Women are reportedly twice as likely to be diagnosed with depression than men, according to many reports.
Furthermore, there are gender-specific distinctions between male and female genes and the way that they relate to depression, according to a recent sex-specific study from McGill University.
In this study, including over 270,000 people, the researchers discovered that sex-specific prediction approaches were more reliable than non-specific prediction methods for predicting a person’s genetic risk of getting depression.
In comparison to males, females had 11 DNA regions connected to depression, while males had just one.
Additionally, they discovered a direct relationship between depression and metabolic disorders in women, which is crucial to take into account while treating depressed women.
Researchers discovered that despite the biochemical mechanisms of sadness being the same in both sexes, certain genes were associated with each sex.
Future depression therapies that are sex-specific may be found using this knowledge.

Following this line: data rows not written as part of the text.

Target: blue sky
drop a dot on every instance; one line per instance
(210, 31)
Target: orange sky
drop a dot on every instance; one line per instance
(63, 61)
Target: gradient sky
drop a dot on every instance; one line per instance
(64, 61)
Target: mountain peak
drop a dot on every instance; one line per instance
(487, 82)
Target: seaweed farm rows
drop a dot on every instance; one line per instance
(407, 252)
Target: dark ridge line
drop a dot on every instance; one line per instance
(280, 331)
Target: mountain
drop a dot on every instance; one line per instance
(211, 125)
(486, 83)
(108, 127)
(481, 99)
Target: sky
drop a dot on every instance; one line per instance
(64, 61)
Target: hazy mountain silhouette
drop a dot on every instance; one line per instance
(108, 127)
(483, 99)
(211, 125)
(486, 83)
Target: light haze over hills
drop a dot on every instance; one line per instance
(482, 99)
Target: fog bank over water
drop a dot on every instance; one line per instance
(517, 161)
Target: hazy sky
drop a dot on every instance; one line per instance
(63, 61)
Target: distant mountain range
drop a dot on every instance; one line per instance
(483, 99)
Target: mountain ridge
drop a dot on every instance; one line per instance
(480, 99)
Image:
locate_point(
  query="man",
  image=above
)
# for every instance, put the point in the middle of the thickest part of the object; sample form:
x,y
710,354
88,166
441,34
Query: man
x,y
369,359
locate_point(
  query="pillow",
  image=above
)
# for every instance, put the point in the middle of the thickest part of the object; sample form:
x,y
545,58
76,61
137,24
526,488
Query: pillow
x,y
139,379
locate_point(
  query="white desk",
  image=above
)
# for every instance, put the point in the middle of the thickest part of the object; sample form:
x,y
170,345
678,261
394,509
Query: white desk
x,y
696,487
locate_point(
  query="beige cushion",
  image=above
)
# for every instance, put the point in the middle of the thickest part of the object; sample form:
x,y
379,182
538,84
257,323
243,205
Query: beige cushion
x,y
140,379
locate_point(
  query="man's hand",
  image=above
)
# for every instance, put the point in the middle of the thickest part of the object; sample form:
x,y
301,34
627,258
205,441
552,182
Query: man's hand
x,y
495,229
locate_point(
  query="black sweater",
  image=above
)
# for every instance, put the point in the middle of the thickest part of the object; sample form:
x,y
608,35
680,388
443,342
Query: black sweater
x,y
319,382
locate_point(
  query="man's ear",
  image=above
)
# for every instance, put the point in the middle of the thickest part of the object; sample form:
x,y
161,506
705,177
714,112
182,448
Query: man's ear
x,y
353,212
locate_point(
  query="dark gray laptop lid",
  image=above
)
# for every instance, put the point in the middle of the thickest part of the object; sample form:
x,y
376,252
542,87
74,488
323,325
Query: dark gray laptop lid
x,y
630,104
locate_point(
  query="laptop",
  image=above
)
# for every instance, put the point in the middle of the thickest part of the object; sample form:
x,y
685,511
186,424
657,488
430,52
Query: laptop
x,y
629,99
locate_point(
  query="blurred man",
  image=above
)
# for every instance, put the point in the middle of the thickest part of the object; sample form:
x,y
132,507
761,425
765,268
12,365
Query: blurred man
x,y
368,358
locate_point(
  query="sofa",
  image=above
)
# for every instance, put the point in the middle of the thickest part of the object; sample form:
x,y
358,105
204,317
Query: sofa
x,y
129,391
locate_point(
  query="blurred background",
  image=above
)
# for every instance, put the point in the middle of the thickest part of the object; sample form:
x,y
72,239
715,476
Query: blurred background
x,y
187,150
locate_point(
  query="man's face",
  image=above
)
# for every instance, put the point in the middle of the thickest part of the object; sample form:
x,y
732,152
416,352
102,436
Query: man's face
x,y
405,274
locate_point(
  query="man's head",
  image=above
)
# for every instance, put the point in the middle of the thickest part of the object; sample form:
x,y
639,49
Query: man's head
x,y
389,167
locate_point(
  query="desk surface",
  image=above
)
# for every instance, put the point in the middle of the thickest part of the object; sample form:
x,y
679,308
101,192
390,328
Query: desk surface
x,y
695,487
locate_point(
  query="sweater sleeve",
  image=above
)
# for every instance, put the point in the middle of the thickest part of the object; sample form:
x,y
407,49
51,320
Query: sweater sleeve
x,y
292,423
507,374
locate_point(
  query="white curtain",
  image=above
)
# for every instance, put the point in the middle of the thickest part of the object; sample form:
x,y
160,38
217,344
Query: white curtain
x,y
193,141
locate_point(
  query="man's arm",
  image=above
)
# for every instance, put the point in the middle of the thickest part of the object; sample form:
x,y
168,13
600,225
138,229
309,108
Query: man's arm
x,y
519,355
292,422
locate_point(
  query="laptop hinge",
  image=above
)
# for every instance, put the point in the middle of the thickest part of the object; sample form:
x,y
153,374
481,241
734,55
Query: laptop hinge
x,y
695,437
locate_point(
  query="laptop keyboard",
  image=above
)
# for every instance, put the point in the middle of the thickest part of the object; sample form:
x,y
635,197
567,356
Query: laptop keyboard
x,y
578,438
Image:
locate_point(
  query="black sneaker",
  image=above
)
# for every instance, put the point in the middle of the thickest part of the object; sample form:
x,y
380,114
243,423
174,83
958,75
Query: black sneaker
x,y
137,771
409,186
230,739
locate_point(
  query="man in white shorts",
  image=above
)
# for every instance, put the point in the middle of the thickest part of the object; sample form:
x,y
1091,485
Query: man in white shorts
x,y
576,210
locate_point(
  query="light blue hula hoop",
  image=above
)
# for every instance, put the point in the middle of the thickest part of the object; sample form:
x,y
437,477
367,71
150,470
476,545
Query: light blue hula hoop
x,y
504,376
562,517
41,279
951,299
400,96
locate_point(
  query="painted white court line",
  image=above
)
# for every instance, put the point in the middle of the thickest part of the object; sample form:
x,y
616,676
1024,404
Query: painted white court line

The lead author, Dr. Patricia Pelufo Silveira, says that “This is the first study to describe sex specific genetic variants associated with depression, which is a prevalent disease in both males and females. The findings are important to inform the development of particular therapies that will benefit men and women alike while accounting for their differences. In the clinic, the presentation of depression is really different for men and women, as well as their responses to treatment, but we have really little understanding of why it happens at the moment.”
147 genes were substantially related to generalized depression in the entire group, 64 in females and 53 in men, according to gene-based analysis.
A universal biological process called “Regulation of Gene Expression” was also identified through the study, however sex-specific molecular processes were also speculated.
In the end, sex-specific polygenic risk scores for depression performed better in the prediction of broad major depressive disorder than total and the opposite sex PRSs.
These findings support the existence of sex-dependent epigenetic mechanisms for clinical depression and other diseases that co-occur with it.